Gastroesophageal reflux is a normal physiological phenomenon when it does not produce symptoms, is of short duration and occurs intermittently, particularly after meals.

When symptoms have chronic manifestation and periodicity, it is called gastroesophageal reflux disease, which includes the passage of gastric contents to the oesophagus, being considered the most common chronic disease of the upper digestive tract.

There are foods that promote gastroesophageal reflux such as tomato derivatives, citrus juice, chocolate, coffee and alcohol, in addition to substances such as tobacco and some medications (oestrogens and oral contraceptives).


The presence of gastroesophageal reflux is also related to increased intra-abdominal pressure (tight clothing, pregnancy, cough, obesity, sudden physical exercise that increases intra-abdominal pressure, constipation).

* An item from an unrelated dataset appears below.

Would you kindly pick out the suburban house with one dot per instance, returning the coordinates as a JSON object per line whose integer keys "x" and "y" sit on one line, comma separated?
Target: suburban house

The most typical signs and symptoms are heartburn/heartburn and acid regurgitation. In heartburn, the individual reports a burning sensation in the chest, which can radiate to the neck, usually less than an hour after meals, worsening in the lying position. In regurgitation, the individual manifests that the food “returns to the mouth”, without the effort of vomiting.

The main tool for diagnosing reflux is the clinical history. However, because there are situations that can present similar symptoms (the case of peptic ulcer or gastritis), it is sometimes necessary to perform tests that allow the differential diagnosis: upper digestive endoscopy, radiography of the oesophagus, stomach and duodenum or pH measurement oesophageal, among others.

Treatment includes several approaches: taking medication, surgery in more complicated cases and changing daily habits. Eat small meals, avoid the foods described above and carbonated drinks, do not lie down for 2 to 3 hours after the meal, and raise the head of the bed (approximately 15 centimetres).